Resenha maravilhosa. Parabéns! :]


Crônicas do Evandro 08/04/2019minha estante
Obrigado, Janaína!




Bruna.Patti 29/04/2018

Memórias Póstumas de Brás Cubas
Resenha
Livro: Memórias Póstumas de Brás Cubas
Autor: Machado de Assis
Lançamento: 1881

No Brasil do fim do século XIX tivemos várias manifestações em relação à questões sociais, culturais e econômicas. A literatura, as artes em geral possuíam o objetivo de analisar criticamente a sociedade extremamente desigual, tendo o ser humano como objeto central de toda a análise.

É nesse contexto que surge um dos grandes nomes da literatura brasileira e mundial: Machado de Assis. Nascido no Rio de Janeiro, negro, de origem humilde. Foi criado pela madrasta, pois seu pai e sua mãe morreram cedo.
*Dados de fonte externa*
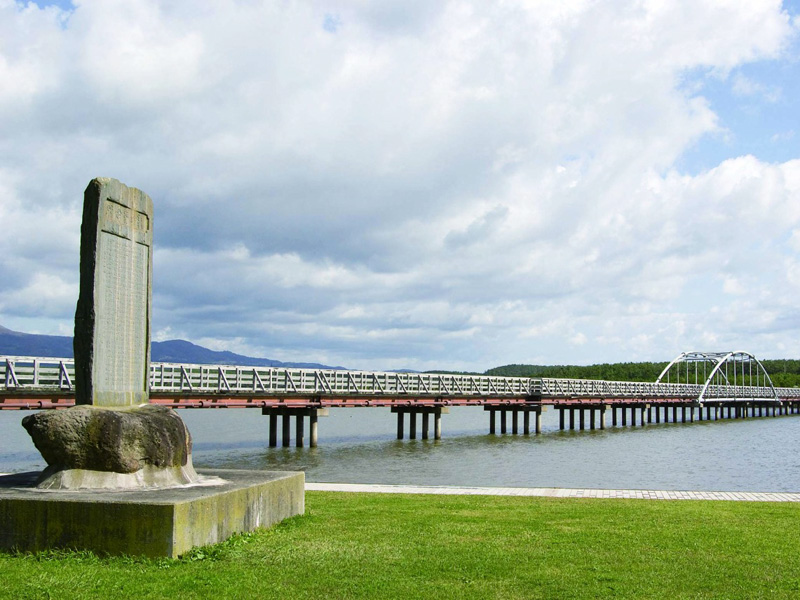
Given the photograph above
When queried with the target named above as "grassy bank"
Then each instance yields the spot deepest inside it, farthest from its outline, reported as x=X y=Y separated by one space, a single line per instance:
x=394 y=546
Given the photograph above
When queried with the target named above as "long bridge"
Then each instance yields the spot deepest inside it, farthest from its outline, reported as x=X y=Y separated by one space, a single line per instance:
x=721 y=384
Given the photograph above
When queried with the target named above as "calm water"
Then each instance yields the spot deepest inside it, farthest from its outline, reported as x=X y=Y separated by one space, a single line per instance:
x=358 y=446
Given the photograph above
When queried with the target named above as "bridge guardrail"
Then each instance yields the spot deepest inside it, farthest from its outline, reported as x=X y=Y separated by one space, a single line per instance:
x=59 y=374
x=38 y=374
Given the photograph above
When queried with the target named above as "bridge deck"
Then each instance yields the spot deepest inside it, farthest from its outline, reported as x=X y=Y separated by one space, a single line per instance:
x=34 y=382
Frequentou a escola pública e se tornou funcionário público, o que lhe conferiu certa estabilidade financeira.

O Realismo no Brasil tem como origem esse livro que resenho, quando houve a transição do romantismo para o realismo. Durante esse período histórico, o Brasil passava por diversas transformações, como já mencionado no início do texto. O realismo investigava o comportamento humano ao mesmo tempo que denunciava a visão idealizada na escola literária anterior, o romantismo.

A presente obra é narrada por um defunto autor, tendo um narrador morto, o Brás Cubas, que conta toda sua vida, começando de um ponto não comum: sua morte. Até então, nenhuma outra obra havia sido contada pelo ponto de vista de uma pessoa já morta. Brás Cubas, já estando morto, consegue narrar sua vida e falar sobre a sociedade de maneira irônica, ácida e descompromissada, dando ao leitor uma sensação de veracidade , presente em toda a história. A narrativa não possui uma ordem cronológica, sendo o fio condutor as lembranças de Machado: começa com sua morte, vai ao seu nascimento e dá voltas entre esses dois marcos temporais.
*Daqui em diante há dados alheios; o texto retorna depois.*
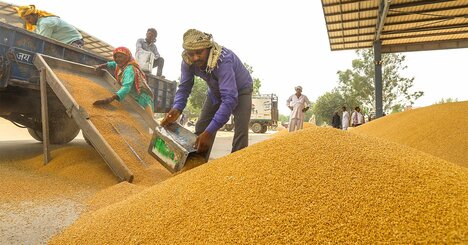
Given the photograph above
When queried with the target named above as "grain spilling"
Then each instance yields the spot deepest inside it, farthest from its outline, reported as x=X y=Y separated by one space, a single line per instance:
x=439 y=130
x=317 y=185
Antes dessa obra, as histórias literárias se baseavam mais no fantástico, no irreal. A grande beleza de Memórias Póstumas está na sua total possibilidade de acontecimentos, visto que são narrados acontecimentos do cotidiano, levando-nos à reflexão a partir de fatos que aconteciam frequentemente no dia a dia da população que leu o livro na época.

Brás Cubas é um cidadão que nunca trabalhou na vida, pois sua família vivia às custas da escravidão. Em relação à escravidão, Machado é assertivo: condena veementemente. Sendo ele abolicionista, podemos perceber no enredo desse clássico, críticas ao modo de vida da aristocracia, da burguesia ascendente, que enriquecia às custas do trabalho de negros escravizados. Temos passagens bem ácidas em torno desse tema, onde Machado nos mostra um Brás Cubas escravocrata e que não nos agrada em nada, tocando na ferida, em um momento crucial na história do Brasil.
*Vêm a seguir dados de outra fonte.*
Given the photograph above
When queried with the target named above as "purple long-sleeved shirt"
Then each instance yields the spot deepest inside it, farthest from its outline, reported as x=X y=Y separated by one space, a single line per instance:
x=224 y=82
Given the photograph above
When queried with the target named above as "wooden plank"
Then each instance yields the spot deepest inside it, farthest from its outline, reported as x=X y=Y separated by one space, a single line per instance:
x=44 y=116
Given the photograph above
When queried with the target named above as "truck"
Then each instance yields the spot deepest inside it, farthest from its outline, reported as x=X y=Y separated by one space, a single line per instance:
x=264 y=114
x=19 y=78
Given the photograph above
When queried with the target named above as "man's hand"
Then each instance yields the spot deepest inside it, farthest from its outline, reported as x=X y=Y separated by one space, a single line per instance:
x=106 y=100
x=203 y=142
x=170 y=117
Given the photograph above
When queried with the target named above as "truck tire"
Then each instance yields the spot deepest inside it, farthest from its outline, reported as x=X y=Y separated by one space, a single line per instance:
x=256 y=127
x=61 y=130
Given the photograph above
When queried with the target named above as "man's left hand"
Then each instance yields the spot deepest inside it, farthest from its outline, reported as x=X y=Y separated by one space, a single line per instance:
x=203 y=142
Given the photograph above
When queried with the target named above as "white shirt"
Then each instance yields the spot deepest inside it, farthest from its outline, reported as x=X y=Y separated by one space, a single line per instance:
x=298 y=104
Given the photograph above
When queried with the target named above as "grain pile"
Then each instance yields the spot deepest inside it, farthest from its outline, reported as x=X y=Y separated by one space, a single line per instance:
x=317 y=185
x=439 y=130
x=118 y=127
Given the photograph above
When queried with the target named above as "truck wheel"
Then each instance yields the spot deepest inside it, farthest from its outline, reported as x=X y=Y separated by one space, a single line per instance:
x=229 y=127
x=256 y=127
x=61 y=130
Brás Cubas não vive um romance de contos de fadas com suas amantes; não se torna um político bem sucedido; não teve filhos, enfim, sua vida foi um sucessão de negativas, como o próprio evidencia ao longo de vários trechos. Podemos perceber um paralelo com o vazio que era a vida dos burgueses e aristocratas, a futilidade latente de seu modo de vida.

Se hoje em dia, essa obra ainda é capaz de nos chocar, imagino quando foi lançado no fim do século XIX, o furor que deve ter sido. Um clássico da literatura brasileira, que recomendo fortemente a leitura, a fim de refletirmos através do nosso cotidiano, de onde podemos tirar lições valiosíssimas.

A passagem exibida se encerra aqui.